Hospital de Urgências de Sergipe (Huse) – Em ação recente, a maior emergência pública do estado revisou normas internas, lançou treinamentos e padronizou condutas para blindar equipes contra acidentes com materiais perfurocortantes, risco que já gera mais de 70 mil notificações anuais no Brasil.
- Em resumo: Novo protocolo detalha do descarte de agulhas ao suporte pós-exposição, mirando a segurança de 79% dos profissionais mais vulneráveis: os da Enfermagem.
O que mudou na prática
A direção apresentou um Procedimento Operacional Padrão (POP) alinhado à Norma Regulamentadora 32 e reforçou, em treinamento presencial, regras como não reencapar agulhas, respeitar o limite das caixas coletoras e usar EPIs completos. O movimento acompanha estatísticas do Ministério da Saúde que apontam que 75% dos acidentes com material biológico envolvem objetos perfurantes.
Além de aulas teóricas, enfermeiros do Serviço Especializado em Segurança e Medicina do Trabalho (Sesmt) simularam ocorrências reais para fixar respostas rápidas: estancar sangramento, registrar o caso em até duas horas e iniciar profilaxia de infecções.
“Trabalhar a prevenção é muito importante porque isso traduz o compromisso e cuidado que temos constantemente com os nossos colaboradores”, destacou a diretora assistencial Maria Lúcia Santos.

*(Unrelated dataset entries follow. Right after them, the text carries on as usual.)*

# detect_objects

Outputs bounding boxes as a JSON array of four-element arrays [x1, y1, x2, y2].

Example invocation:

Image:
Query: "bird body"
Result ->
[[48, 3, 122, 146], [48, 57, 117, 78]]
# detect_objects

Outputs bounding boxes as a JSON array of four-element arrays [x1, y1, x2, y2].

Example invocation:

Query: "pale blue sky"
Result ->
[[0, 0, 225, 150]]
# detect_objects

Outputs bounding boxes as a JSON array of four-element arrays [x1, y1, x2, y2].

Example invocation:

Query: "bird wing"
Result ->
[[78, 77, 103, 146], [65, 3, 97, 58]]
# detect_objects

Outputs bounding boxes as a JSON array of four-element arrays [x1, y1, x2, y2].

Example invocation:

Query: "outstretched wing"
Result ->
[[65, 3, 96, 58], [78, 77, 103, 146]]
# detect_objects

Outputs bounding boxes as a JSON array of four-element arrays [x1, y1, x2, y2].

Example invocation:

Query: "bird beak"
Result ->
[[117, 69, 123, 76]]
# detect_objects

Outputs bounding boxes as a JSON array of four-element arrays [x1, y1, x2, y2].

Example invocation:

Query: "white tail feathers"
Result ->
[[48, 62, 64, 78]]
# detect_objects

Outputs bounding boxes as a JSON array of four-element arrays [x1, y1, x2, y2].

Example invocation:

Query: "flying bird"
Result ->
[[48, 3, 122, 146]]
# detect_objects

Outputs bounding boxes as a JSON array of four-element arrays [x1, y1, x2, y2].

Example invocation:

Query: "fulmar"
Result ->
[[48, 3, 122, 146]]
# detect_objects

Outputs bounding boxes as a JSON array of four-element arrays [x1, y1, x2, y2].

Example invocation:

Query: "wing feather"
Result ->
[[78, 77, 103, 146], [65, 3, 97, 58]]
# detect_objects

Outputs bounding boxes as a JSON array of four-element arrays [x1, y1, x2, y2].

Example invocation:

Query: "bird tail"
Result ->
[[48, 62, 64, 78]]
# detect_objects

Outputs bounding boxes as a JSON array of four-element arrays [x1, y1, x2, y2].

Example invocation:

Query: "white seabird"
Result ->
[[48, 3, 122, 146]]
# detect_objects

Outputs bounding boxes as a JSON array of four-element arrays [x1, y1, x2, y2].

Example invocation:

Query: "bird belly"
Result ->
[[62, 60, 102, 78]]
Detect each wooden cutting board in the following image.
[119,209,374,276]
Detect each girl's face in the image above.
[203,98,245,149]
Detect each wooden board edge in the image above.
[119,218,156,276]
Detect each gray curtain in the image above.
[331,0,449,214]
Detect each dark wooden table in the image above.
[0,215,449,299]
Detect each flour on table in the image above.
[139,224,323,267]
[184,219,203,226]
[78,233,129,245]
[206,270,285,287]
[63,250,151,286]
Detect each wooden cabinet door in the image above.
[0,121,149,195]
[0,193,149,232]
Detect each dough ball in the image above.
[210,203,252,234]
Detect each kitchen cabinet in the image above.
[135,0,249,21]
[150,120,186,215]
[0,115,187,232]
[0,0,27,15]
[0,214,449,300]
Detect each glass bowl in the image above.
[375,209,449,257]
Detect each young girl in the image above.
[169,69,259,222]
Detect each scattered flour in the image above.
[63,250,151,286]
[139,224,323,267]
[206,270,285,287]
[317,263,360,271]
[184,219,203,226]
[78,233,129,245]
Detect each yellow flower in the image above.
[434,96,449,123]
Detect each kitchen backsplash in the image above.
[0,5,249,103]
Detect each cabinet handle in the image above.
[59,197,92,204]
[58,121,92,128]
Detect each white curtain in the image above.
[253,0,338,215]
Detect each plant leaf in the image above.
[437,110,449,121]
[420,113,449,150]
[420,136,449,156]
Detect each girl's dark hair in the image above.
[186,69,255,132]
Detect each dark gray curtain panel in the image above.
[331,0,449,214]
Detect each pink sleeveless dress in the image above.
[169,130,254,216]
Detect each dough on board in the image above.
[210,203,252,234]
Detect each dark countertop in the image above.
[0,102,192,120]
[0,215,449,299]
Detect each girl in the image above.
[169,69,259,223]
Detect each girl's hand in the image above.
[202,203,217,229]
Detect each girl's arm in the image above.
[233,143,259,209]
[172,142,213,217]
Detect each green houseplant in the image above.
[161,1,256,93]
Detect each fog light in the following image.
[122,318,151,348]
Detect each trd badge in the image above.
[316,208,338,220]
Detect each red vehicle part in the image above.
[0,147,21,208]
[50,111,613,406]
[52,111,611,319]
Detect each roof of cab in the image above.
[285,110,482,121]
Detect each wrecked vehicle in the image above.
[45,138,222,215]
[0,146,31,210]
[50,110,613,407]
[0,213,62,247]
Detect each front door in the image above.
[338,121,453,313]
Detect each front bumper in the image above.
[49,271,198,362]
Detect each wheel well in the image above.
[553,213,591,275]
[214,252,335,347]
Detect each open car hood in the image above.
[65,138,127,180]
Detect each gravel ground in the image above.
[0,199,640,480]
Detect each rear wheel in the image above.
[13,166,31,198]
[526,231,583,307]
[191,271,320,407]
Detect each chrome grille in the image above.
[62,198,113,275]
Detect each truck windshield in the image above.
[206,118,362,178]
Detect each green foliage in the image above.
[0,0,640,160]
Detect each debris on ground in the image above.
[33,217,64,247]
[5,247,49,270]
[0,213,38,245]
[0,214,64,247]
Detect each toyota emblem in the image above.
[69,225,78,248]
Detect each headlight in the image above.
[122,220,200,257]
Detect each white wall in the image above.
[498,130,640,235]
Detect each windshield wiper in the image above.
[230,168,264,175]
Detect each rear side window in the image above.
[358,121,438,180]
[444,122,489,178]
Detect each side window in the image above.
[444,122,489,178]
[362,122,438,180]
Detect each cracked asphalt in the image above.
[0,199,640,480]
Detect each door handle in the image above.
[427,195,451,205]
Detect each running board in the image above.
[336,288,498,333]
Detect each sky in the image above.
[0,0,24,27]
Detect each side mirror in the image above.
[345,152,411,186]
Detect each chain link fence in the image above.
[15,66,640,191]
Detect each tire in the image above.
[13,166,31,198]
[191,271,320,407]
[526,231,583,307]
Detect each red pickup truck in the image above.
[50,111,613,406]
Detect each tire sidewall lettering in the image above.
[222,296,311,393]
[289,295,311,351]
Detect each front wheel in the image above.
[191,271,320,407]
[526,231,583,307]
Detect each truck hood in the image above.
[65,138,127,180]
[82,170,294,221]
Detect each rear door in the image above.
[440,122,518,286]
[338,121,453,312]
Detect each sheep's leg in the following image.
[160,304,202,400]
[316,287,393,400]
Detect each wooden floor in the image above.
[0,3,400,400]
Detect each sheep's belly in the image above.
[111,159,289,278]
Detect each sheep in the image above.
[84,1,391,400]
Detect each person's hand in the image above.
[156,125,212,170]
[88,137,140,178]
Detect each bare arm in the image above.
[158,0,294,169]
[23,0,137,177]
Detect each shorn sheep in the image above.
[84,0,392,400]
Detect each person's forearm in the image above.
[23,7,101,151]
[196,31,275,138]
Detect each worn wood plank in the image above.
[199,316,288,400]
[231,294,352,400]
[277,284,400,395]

Impacto direto na linha de frente
O foco recai sobre quem manuseia agulhas e bisturis minuto a minuto. Segundo o Sistema de Informação de Agravos de Notificação, 79% das ocorrências vitimam profissionais de Enfermagem. Para a enfermeira Lorena Andrade, conhecer cada passo do protocolo “garante suporte imediato ao colega e minimiza riscos de infecção”.
A programação preventiva seguirá ao longo do ano, mês a mês, com auditorias surpresas nos setores mais expostos – centro cirúrgico, pronto-socorro e hemodinâmica – para medir adesão às novas rotinas de descarte.
Ao reforçar a cultura de segurança, o Huse cria barreiras que protegem tanto funcionários quanto pacientes e se coloca como referência regional. Caso a iniciativa inspire outros hospitais, a tendência é que o número de ferimentos e infecções laborais caia progressivamente.